As with many new ideas, there are elements of the technology that may have value. When this happens, we find that the original relational model is evolved to incorporate this new technology or model. We saw this occur with OODBMS – the modern DBMS does use inheritance and user defined classes. We saw this happen with XML – now the modern DBMS has full native XML as a data type as robust as the original pure-play XML DBMSs. Today we are seeing this happen with MapReduce as several DBMS vendors have incorporated it into its DBMS engine. We will see this happen also with the column-store construct, which we believe will be incorporated into many modern DBMS engines as an indexing technique for optimization.
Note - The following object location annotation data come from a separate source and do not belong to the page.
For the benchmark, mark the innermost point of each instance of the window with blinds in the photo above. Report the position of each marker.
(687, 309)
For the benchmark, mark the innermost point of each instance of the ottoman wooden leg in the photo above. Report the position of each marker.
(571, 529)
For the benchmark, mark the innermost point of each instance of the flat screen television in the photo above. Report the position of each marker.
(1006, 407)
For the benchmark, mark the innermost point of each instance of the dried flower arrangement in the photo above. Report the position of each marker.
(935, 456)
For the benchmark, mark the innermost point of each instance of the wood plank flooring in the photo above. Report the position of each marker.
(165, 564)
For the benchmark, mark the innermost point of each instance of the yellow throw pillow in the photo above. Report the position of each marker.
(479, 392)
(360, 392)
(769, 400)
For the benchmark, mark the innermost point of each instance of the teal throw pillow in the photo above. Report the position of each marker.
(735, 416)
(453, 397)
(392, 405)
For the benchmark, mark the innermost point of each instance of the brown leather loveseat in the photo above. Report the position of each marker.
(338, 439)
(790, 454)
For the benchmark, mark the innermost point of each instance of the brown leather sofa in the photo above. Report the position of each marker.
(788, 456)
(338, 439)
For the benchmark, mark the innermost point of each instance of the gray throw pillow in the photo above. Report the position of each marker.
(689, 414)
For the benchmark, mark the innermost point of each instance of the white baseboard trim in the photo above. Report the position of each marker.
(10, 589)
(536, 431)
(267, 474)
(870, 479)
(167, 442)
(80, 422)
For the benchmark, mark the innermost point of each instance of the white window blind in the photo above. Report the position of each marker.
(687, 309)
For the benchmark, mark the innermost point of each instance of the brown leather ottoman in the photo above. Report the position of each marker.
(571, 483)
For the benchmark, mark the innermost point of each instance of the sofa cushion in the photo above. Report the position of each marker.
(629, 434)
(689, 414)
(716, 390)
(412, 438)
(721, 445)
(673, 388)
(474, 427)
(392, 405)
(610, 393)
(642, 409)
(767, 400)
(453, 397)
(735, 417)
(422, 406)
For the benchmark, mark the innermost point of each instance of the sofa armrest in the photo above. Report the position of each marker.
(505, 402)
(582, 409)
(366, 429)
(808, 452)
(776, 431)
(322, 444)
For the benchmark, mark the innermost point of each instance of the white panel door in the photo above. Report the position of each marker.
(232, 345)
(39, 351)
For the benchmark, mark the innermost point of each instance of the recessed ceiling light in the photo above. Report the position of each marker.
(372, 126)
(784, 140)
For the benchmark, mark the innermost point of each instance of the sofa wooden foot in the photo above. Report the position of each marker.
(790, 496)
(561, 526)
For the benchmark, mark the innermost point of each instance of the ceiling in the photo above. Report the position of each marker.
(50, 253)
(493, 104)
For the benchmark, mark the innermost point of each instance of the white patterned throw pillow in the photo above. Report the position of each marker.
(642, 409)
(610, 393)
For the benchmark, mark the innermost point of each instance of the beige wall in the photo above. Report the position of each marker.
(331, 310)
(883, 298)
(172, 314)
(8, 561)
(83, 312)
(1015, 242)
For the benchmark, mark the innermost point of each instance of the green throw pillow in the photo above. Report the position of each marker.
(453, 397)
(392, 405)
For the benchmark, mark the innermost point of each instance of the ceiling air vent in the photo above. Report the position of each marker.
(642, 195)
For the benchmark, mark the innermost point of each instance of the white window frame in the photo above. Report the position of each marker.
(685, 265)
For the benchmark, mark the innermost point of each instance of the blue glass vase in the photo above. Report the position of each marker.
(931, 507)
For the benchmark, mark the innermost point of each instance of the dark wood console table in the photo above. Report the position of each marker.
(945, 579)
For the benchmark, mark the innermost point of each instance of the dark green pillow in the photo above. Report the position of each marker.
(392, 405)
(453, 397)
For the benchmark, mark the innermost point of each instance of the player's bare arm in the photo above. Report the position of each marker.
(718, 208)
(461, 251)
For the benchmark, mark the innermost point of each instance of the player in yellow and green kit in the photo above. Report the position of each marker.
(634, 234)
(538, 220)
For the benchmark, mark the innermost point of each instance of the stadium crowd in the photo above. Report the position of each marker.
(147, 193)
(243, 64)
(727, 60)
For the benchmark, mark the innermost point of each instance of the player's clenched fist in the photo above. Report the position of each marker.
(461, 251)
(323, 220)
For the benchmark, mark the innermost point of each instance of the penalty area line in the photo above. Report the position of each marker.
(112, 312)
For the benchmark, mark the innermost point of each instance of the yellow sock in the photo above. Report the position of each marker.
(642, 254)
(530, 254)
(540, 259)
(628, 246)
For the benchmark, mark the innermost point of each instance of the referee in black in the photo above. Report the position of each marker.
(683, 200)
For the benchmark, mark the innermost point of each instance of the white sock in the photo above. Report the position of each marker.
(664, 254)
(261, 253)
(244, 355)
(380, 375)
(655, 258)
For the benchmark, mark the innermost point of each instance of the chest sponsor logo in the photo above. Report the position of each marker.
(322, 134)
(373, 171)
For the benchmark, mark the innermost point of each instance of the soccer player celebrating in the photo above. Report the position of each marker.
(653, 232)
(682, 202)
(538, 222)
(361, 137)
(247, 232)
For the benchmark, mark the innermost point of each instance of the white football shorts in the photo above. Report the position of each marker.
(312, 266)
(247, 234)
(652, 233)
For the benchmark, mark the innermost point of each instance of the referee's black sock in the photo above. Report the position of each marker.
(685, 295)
As to the validity of Fusion Tables and the ability to mix disparate data source and types, there is little question as to the usefulness of this. Oracle has already put a capability in its current release (11g) as SecureFiles and Microsoft in SQL Server 2008 has a feature called FILESTREAM. These are not experimental or beta test features but implemented in full production.
Is Fusion Tables worth watching? Of Course! The concept of easily combining disparate sources of data for analysis and collaboration is important and has been around since the inception of IT. Mashups and other Web 2.0 constructs have made some of this available today (see The Rise of Collaborative Decision Making). Google has a good start on this with the ability to use data from Google Apps and other spreadsheet style data with the initial version of Fusion Tables. Organizations must take care or these types of applications will cause additional turmoil in the governance and security space (see Developing a Strategy for Dealing With Desktop Database Management System Proliferation ). Will this technology replace your DBMS for OLTP and DW systems – not soon or in the future. Many have tried (e.g., OODBMS). There are other new techniques and systems being researched today that have promise (e.g., Akiba), however, the relational model continues to demonstrate flexibility and resiliency (over 30 years) and you can expect that to continue. Products like DB2, Informix, Ingres, MySQL, Oracle, PostgreSQL, SQL Server and Sybase ASE will be used in new IT systems for many years to come.